13 Mart 2019 Çarşamba

KUR'AN'I ANLAMA METODU
(2.YAZI)
Hikmet sahibi olan Allah kitab-ı ile birlikte onun bağlam ve bütünlüğünü yani hikmetini de  indirerek insanların ellerinin  ona karışmasını engellemiştir.
"Hiçbir beşerin,  Allah'ın kendisine kitap, hikmet ve Nübüvvet vermesinden sonra kalkıp, insanlara:  Allah'ı bırakıp bana kul olun demesi mümkün değildir. Sadece şunu söylemekle  görevlidir.  Okumakta ve öğretmekte olduğunuz kitap (vahiy) uyarınca Rabbe dini özel kalarak sadece ona kulluk edin"
 (Âli İmran- 79)
Âyete göre kitab-ı (vahyi) insanlara ulaştıran Nebi'lerin kendilerini ön plana çıkarmayacak olmalarının, insanları kendilerine taptırmalarının mümkün olmamasının sebebi kendilerine kitapla birlikte hikmet yani vahyin bağlam ve  bütünlüğünün, iç bağlantı sisteminin de verilmiş olması olarak gösterilmiştir.
 Dolayısıyla Nebi'ler vahiy'den  doğru hükme  ulaşmanın metodunu Allah tarafından biliyor olmalarıdır.
"Size Rabbimin vahyettiklerini duyuruyorum, size öğüt veriyorum ve ben sizin bilmediklerinizi Allah'tan (gelen ilim ile) biliyorum"
(Âraf-62)
Nebi'lerin bu metodu kendilerinin geliştirmiş olmaları veya âyetleri kendi heva ve heveslerine göre yorumlamaları mümkün değildir.
(Yunus-15; İsra-73, 74, 75; Hakka-44,45)
 Çünkü hikmet'in Allah tarafından vahiy ile nazil  olduğu ortaya konmuştur.
"... Allah sana kitab-ı ve hikmeti indirmiş ve sana bilmediğini öğretmiştir.  Allah'ın lütfu sana gerçekten büyük olmuştur"
( Nisa- 113)
Kitap  ile birlikte hikmet'in de indirildiğini Hakim ve Rahim olan Allah sistemli bir şekilde şöyle açıklamıştır.
"...Allah'ın âyetlerini eğlenceye almayın.
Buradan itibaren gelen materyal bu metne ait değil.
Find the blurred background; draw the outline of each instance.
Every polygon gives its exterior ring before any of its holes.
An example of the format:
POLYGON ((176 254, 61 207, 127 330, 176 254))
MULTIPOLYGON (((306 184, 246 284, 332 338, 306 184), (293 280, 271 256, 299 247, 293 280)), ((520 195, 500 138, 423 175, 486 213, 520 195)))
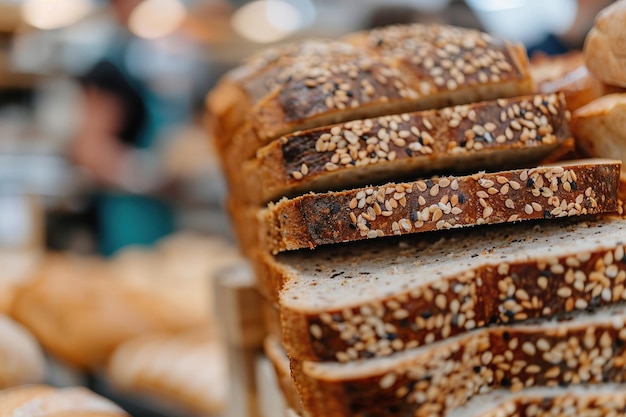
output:
MULTIPOLYGON (((204 281, 238 255, 203 111, 206 93, 226 71, 268 46, 407 22, 480 28, 524 43, 531 56, 561 54, 582 46, 596 13, 609 3, 0 0, 0 313, 35 333, 44 354, 58 360, 46 370, 48 381, 110 394, 98 375, 120 342, 144 330, 214 324, 204 281), (66 279, 67 291, 51 279, 66 279), (86 341, 57 346, 105 319, 40 329, 41 317, 74 317, 82 310, 65 311, 72 297, 91 308, 86 300, 109 290, 81 286, 100 279, 122 288, 107 296, 118 304, 149 293, 177 314, 189 308, 187 316, 180 313, 188 321, 165 325, 151 313, 156 324, 135 326, 87 358, 75 353, 85 352, 80 343, 86 341)), ((106 303, 103 297, 92 302, 106 303)), ((188 339, 211 339, 203 337, 188 339)), ((221 353, 212 355, 219 363, 221 353)), ((223 383, 220 372, 211 375, 214 383, 223 383)), ((224 394, 214 395, 219 404, 224 394)), ((132 404, 126 405, 134 415, 165 415, 159 407, 132 404)))

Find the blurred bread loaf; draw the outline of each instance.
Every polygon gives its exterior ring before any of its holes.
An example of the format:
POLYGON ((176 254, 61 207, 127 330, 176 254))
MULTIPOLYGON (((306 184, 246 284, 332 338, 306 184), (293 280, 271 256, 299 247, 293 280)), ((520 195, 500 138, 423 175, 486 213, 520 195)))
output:
POLYGON ((115 350, 107 374, 120 392, 199 415, 219 412, 226 400, 226 353, 208 329, 130 340, 115 350))
POLYGON ((30 385, 0 391, 0 417, 128 417, 85 388, 30 385))
POLYGON ((535 55, 530 68, 537 90, 543 94, 561 92, 571 112, 599 97, 623 90, 591 74, 581 52, 557 56, 535 55))
POLYGON ((175 311, 115 283, 102 261, 58 256, 42 262, 36 278, 18 291, 12 314, 52 355, 94 368, 129 338, 186 328, 175 311))
POLYGON ((43 381, 45 360, 35 338, 0 314, 0 389, 43 381))
POLYGON ((626 87, 626 1, 602 10, 584 46, 589 71, 606 84, 626 87))

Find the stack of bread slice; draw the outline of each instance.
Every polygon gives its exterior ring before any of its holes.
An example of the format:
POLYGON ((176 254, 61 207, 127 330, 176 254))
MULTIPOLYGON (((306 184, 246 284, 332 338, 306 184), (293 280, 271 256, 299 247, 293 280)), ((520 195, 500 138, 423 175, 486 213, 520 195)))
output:
POLYGON ((207 104, 294 412, 623 411, 621 385, 588 386, 626 370, 621 161, 561 160, 565 99, 522 46, 441 25, 307 41, 207 104))

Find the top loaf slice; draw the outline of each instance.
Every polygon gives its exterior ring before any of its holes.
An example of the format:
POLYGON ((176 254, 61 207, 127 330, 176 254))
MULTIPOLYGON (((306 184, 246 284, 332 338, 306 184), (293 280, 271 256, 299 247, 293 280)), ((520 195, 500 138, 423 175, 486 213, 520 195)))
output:
POLYGON ((390 26, 257 56, 208 97, 226 171, 281 135, 533 91, 523 46, 442 25, 390 26))

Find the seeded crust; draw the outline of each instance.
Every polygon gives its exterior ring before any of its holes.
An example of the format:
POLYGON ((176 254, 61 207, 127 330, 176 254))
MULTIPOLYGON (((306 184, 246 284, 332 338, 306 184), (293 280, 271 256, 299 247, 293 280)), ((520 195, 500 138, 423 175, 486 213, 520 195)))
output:
POLYGON ((478 395, 446 417, 563 417, 626 414, 626 385, 598 384, 505 390, 478 395))
POLYGON ((530 94, 534 90, 526 52, 490 35, 440 25, 387 28, 404 33, 393 42, 358 45, 354 52, 323 60, 294 59, 276 84, 249 111, 223 154, 229 173, 273 139, 357 118, 530 94), (321 62, 320 62, 321 61, 321 62))
POLYGON ((625 251, 626 219, 551 221, 268 254, 257 277, 290 357, 348 362, 626 300, 625 251))
POLYGON ((336 364, 291 361, 313 416, 438 416, 497 388, 623 382, 626 311, 570 321, 491 327, 390 358, 336 364))
MULTIPOLYGON (((291 379, 287 354, 278 340, 271 337, 265 341, 265 352, 279 376, 280 388, 292 413, 304 416, 305 412, 291 379)), ((515 393, 501 389, 472 397, 464 406, 447 413, 446 417, 561 417, 564 414, 570 416, 626 414, 626 385, 607 383, 540 387, 527 388, 515 393)))
POLYGON ((610 94, 578 109, 572 130, 585 154, 626 161, 626 93, 610 94))
POLYGON ((531 169, 388 183, 270 203, 260 243, 272 253, 481 224, 617 209, 621 162, 588 159, 531 169))
POLYGON ((562 95, 536 95, 374 119, 283 136, 243 165, 240 199, 264 203, 433 172, 537 163, 573 147, 562 95))
POLYGON ((286 82, 292 66, 303 60, 311 66, 321 65, 329 56, 349 60, 357 53, 346 42, 314 39, 268 48, 248 58, 229 71, 207 95, 207 113, 218 148, 229 145, 251 107, 286 82))

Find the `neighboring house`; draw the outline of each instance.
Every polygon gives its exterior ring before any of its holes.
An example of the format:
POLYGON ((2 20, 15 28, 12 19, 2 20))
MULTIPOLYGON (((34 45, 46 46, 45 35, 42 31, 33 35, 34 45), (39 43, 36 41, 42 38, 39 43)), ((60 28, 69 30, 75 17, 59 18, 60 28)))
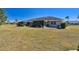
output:
POLYGON ((48 17, 40 17, 28 20, 26 22, 27 26, 31 27, 54 27, 57 28, 64 20, 61 18, 48 16, 48 17))
POLYGON ((71 25, 79 25, 79 21, 69 21, 68 23, 71 25))

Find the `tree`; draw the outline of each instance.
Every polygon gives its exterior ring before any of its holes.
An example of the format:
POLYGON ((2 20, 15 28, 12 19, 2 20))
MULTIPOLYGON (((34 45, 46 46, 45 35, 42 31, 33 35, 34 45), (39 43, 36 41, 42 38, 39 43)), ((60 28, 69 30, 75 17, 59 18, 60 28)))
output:
POLYGON ((79 15, 77 16, 77 21, 79 21, 79 15))
POLYGON ((65 17, 65 19, 66 19, 66 20, 67 20, 67 22, 68 22, 70 18, 69 18, 69 16, 66 16, 66 17, 65 17))
POLYGON ((3 24, 7 21, 7 16, 5 15, 5 11, 0 8, 0 24, 3 24))
POLYGON ((15 23, 17 23, 18 22, 18 19, 15 19, 15 23))

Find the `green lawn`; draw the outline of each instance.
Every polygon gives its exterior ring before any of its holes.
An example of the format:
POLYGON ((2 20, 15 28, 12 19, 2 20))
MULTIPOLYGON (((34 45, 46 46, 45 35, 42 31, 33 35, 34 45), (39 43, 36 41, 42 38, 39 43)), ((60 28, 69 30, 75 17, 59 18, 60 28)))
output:
POLYGON ((0 50, 64 51, 77 49, 79 26, 66 29, 0 26, 0 50))

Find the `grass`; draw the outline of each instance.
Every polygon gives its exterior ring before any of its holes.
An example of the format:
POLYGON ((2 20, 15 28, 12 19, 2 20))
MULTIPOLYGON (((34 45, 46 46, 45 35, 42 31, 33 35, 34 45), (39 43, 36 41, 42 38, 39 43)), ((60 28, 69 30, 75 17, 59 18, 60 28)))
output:
POLYGON ((79 26, 66 29, 0 26, 1 51, 66 51, 77 49, 79 26))

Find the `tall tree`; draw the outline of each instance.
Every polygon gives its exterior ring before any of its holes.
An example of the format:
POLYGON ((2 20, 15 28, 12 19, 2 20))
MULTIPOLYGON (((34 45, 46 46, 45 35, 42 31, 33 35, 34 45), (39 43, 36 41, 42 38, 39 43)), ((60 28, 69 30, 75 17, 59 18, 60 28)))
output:
POLYGON ((7 16, 5 15, 5 11, 0 8, 0 23, 5 23, 7 21, 7 16))
POLYGON ((66 19, 66 20, 67 20, 67 22, 68 22, 70 18, 69 18, 69 16, 66 16, 66 17, 65 17, 65 19, 66 19))

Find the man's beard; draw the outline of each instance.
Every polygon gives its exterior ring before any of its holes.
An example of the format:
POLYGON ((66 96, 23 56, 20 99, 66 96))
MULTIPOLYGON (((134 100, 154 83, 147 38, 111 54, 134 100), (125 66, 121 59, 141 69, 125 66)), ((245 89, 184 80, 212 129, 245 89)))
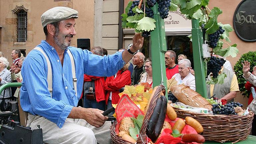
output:
POLYGON ((62 50, 64 50, 66 49, 68 46, 70 45, 70 44, 69 44, 65 41, 65 39, 66 37, 73 37, 73 35, 69 34, 67 35, 64 38, 64 41, 61 42, 59 39, 58 38, 58 36, 59 35, 59 30, 58 29, 56 29, 56 31, 54 34, 54 35, 53 36, 53 39, 54 40, 55 44, 59 47, 62 50))

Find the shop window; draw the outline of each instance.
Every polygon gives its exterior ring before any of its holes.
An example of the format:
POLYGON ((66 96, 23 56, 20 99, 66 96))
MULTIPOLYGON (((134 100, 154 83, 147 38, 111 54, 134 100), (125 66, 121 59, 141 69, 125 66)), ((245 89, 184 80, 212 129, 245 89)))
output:
POLYGON ((12 10, 12 41, 25 42, 27 40, 28 12, 24 6, 16 6, 12 10))
POLYGON ((191 62, 194 68, 192 42, 186 35, 168 35, 166 36, 167 50, 172 50, 176 53, 176 63, 178 63, 178 56, 181 54, 186 55, 191 62))
POLYGON ((23 54, 23 56, 24 57, 26 57, 26 50, 24 49, 20 49, 20 52, 21 52, 21 53, 23 54))
POLYGON ((17 15, 17 42, 26 42, 27 34, 27 13, 22 10, 16 14, 17 15))

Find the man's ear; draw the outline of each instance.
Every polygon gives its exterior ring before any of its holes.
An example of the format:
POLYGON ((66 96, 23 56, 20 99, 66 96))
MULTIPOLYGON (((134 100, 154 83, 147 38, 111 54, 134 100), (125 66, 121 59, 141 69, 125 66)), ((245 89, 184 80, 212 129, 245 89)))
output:
POLYGON ((48 33, 50 35, 54 36, 55 33, 55 27, 51 24, 48 24, 46 26, 48 33))
POLYGON ((172 57, 172 60, 173 61, 175 61, 175 58, 174 57, 172 57))

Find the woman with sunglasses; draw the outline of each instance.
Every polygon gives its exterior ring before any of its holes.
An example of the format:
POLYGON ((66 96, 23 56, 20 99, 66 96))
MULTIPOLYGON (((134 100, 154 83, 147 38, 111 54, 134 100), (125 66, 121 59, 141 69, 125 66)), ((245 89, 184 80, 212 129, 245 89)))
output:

Allah'ın sizin üzerinizdeki nimetini (size verdiği hidayeti) onunla size öğüt vermek üzere indirdiği kitab-ı (vahyi)  ve hikmeti hatırlayın. Allah'tan korkun. Bilesiniz ki Allah, herşeyi bilir" (Bakara- 231)
 Yukarıdaki âyette kitap (vahiy) ve hikmet kavramları geçtiği halde "yeizukum bihi"  "onunla size öğüt vermek üzere"  demesi muhteşemdir.
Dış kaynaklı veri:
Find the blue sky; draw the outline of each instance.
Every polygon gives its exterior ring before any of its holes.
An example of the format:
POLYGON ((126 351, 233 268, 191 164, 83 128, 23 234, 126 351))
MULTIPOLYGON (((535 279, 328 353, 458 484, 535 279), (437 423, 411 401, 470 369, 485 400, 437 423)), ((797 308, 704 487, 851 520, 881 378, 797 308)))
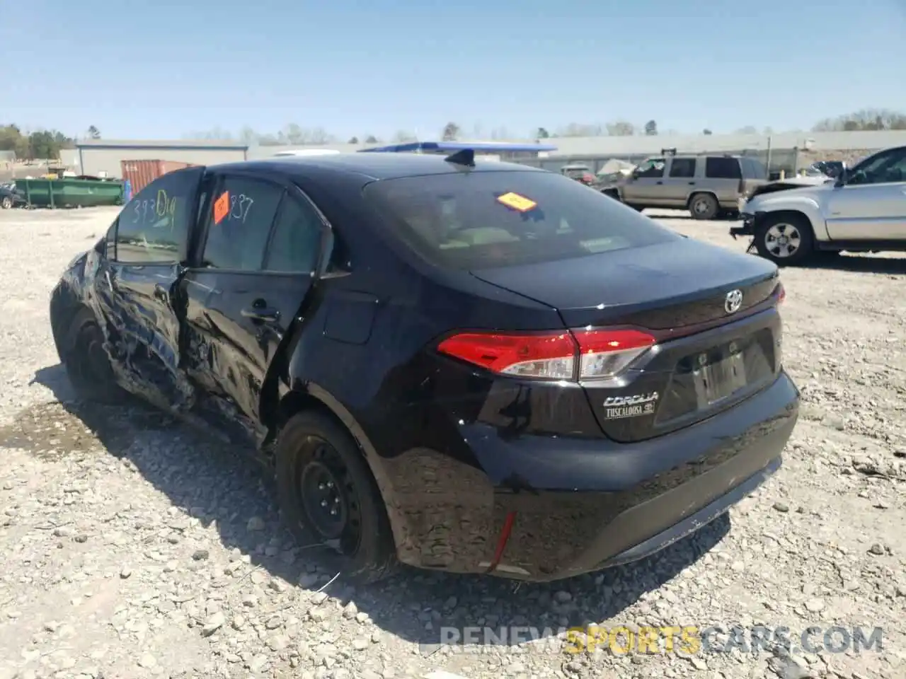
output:
POLYGON ((0 123, 779 131, 906 110, 904 49, 906 0, 31 0, 0 24, 0 123))

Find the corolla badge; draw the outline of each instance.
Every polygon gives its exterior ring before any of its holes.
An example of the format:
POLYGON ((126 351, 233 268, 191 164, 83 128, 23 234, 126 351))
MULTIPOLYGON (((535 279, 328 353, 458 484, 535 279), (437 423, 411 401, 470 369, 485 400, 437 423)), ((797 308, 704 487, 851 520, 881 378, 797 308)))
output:
POLYGON ((638 417, 654 415, 654 406, 660 398, 656 391, 628 397, 611 397, 604 399, 604 417, 609 420, 622 417, 638 417))
POLYGON ((724 311, 727 313, 736 313, 742 306, 742 291, 731 290, 724 299, 724 311))

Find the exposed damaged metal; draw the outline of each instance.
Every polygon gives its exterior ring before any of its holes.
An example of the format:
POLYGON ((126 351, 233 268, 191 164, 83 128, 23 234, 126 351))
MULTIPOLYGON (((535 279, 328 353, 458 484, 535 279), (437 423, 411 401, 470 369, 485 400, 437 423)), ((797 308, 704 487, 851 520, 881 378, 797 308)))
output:
MULTIPOLYGON (((85 356, 74 355, 82 349, 72 325, 89 310, 85 318, 101 339, 115 387, 222 440, 266 449, 275 415, 265 412, 261 402, 275 404, 278 385, 288 383, 284 374, 275 374, 287 361, 272 359, 313 278, 311 272, 230 278, 201 265, 198 248, 211 225, 190 217, 209 208, 207 196, 223 181, 204 167, 192 167, 142 191, 109 233, 63 273, 53 293, 51 323, 61 360, 87 363, 85 356), (171 242, 180 234, 178 253, 171 242), (118 247, 126 262, 119 261, 118 247), (246 286, 249 281, 257 287, 246 286), (259 312, 265 297, 270 315, 259 312), (275 373, 269 377, 268 371, 275 373)), ((284 186, 274 188, 280 200, 288 193, 284 186)), ((247 206, 255 200, 240 197, 247 206)), ((275 209, 267 213, 268 220, 275 209)), ((246 225, 247 211, 236 209, 234 216, 246 225)), ((228 228, 226 222, 217 226, 228 228)), ((270 221, 265 234, 269 226, 270 221)), ((317 242, 315 247, 320 249, 317 242)))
Arapça dil kuralları gereğince "yeizukum bihi" "onunla size öğüt vermek üzere" değil, "yeizukum bihime" "ikisi ile size öğüt vermek üzere" olması gerekirdi.
Bu şekilde buyurmasının tek  sebebi hikmet'in kitap  ile birlikte Allah tarafından indirilmiş olmasıdır. 
Yani Rahmân ve Rahim olan Allah, vahiy üzerinde Nebi'lerin veya insanların oynamalarını,  kendi kafalarına göre yorumlamalarını engellemek için  hikmeti vahiy ile birlikte indirmiştir.
Allah tarafından vahiy ile birlikte hikmet'in verilmesi demek o hikmet'e (doğru hüküm) ulaşmanın verilmiş olması anlamına gelmektedir.
 Allah tarafından vahiy ile birlikte hikmetin  indirilmiş olması âlimlerin insanları kendilerine taptırmaları gibi tehlikeli bir inancın çıkmasını  imkansız hale getirmiştir.
"Elif. Lam. RA. ( Bu sana indirilen) hikmet sahibi ve her şeyden haberdar olan Allah tarafından ayetleri (hikmetle) sağlamlaştırılmış, sonra da detaylandırılmış bir kitaptır. Allah'tan başkasına kulluk etmemeniz için..."
(Hud-1,2)
 Oysa metodu bulunmayan, yani hikmetsiz, kişisel yorumlarla Şia ve Ehli Sünnet âlimleri tarafından Kur'an'a her şeyi hatta batıl inançları bile söyletebileceklerini 1350 yıldan beri   görmekteyiz.
"Resul" kavramına uydurma hadisleri yüklemek bunun en kahredici örneğidir.
 Demek ki doğru sonuca ulaşmanın bir metodu olması hayati bir meseledir.
Yukarıda geçen Âli İmran 79. âyetine göre din ve hüküm olarak sadece vahyi kaynak  kabul eden muvahhidler kitab-ı doğru bir metotla okuduklarından dolayı kendilerine hikmet verilen Nebi'lerle aynı sonuca ulaşacak  ve Allah'ın tarafında olacaklardır.
 Bu da aynı metotla vahyi okuduklarından kaynaklanmaktadır.
Zaten vahyin saf, hanif, orijinal, temiz, güzel ahlak ve karakteri gereği kendisinden başka hiçbir kaynak kabul etmeyenlere hikmetini İhsan edecektir.
Dolayısıyla vahyin yanında başka bir kaynak kabul edenler veya vahyi kendi heva ve heveslerine göre yorumlayanlar hiçbir zaman hikmeti elde edemezler.
 Allah  onlara vahyi anlayacak bir metod ihsan  etmesi olacak bir şey değildir.
 Fakat muvahhidler sadece vahyi  kaynak olarak kabul ettiklerinden Kur'an'ı gönüllerine  sindirmekte,  metodunu özümsemekte  ve diğer insanlara da bu ahlakı ve ilmi öğretmektedirler. Yani sadece muvahhidler  hikmet'e ulaşmanın metodunu bilmektedirler.